Une seule chanson a été créée et non pas adaptée du ballet : Skumps (Trinquons), entonnée par les rois Stéphane et Hubert pour porter un toast au futur mariage de leurs enfants. George Bruns ne trouva rien dans la partition qui puisse convenir, aussi composa-t-il lui même ce morceau, à la manière de Tchaïkovski ! Il conserva le titre de l'amusante chanson à boire imaginée par le scénariste Ralph Wright.
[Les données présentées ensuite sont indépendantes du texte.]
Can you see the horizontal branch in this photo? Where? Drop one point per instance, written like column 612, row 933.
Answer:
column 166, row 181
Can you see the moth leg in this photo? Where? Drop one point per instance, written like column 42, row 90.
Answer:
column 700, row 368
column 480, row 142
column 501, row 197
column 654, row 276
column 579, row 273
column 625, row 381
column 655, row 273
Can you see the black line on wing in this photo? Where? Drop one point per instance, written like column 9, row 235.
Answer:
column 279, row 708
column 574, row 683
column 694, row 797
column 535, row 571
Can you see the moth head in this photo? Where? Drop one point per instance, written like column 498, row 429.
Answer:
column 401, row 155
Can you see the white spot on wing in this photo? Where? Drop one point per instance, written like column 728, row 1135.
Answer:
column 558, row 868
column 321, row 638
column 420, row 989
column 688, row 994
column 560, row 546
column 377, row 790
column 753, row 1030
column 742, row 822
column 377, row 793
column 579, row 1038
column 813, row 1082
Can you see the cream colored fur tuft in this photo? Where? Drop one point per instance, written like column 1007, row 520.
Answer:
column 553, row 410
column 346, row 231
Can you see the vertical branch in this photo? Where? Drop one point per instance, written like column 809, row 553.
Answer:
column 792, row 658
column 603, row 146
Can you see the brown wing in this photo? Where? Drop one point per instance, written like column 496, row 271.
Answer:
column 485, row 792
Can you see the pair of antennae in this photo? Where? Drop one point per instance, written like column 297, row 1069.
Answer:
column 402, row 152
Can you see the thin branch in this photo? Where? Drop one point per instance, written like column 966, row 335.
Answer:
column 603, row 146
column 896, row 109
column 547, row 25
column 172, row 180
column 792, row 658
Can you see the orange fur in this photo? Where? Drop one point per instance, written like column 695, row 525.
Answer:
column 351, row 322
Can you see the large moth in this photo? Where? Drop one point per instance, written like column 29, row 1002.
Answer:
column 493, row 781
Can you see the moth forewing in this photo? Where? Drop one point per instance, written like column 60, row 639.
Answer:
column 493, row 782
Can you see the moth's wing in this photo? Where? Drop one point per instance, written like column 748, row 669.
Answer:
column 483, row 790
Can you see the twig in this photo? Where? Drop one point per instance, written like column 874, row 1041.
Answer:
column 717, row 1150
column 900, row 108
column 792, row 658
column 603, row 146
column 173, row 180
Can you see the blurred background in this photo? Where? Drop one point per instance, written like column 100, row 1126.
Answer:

La conclusion de Walt Disney

Walt Disney conclut ainsi sur cette réalisation décriée tant pour son coût que pour la "minceur" de l'intrigue : ce fut "un véritable défi, mais qui fut relevé avec succès grâce aux talents conjugués des artistes et des techniciens des studios. Ils ont porté les procédés de l'animation à un point que l'on pourrait appeler " l'art de la peinture animée". " Bien que l'on évoque fréquemment l'échec commercial de ce film, il fut en réalité l'un des grands succès de l'époque en termes d'entrées, juste après Ben-Hur. Si le résultat ne fut pas satisfaisant financièrement, c'est parce que les recettes ne purent compenser le budget pharaonique de sa production.

Rythmer la bataille

En maquettant la scène de la bataille du prince contre le dragon, Ken Anderson savait que la musique serait essentielle pour l'impact des images. Après maintes écoutes du ballet, il trouva un passage qui suggérait le conflit... mais ne durait qu'une minute. Il discuta avec George Bruns de la possibilité de développer ce motif pour qu'il puisse couvrir l'intégralité de la scène. Contrairement à la pratique habituelle, où la musique est créée une fois que l'animation est terminée, celle-ci fut enregistrée, avec un orchestre au grand complet, avant que l'on ne commence l'animation de la scène. L'inversion du processus fait que le rythme de l'action est en parfaite symbiose avec celui de la musique. Maléfique, sous forme du dragon, accule le prince au bord de l'abîme.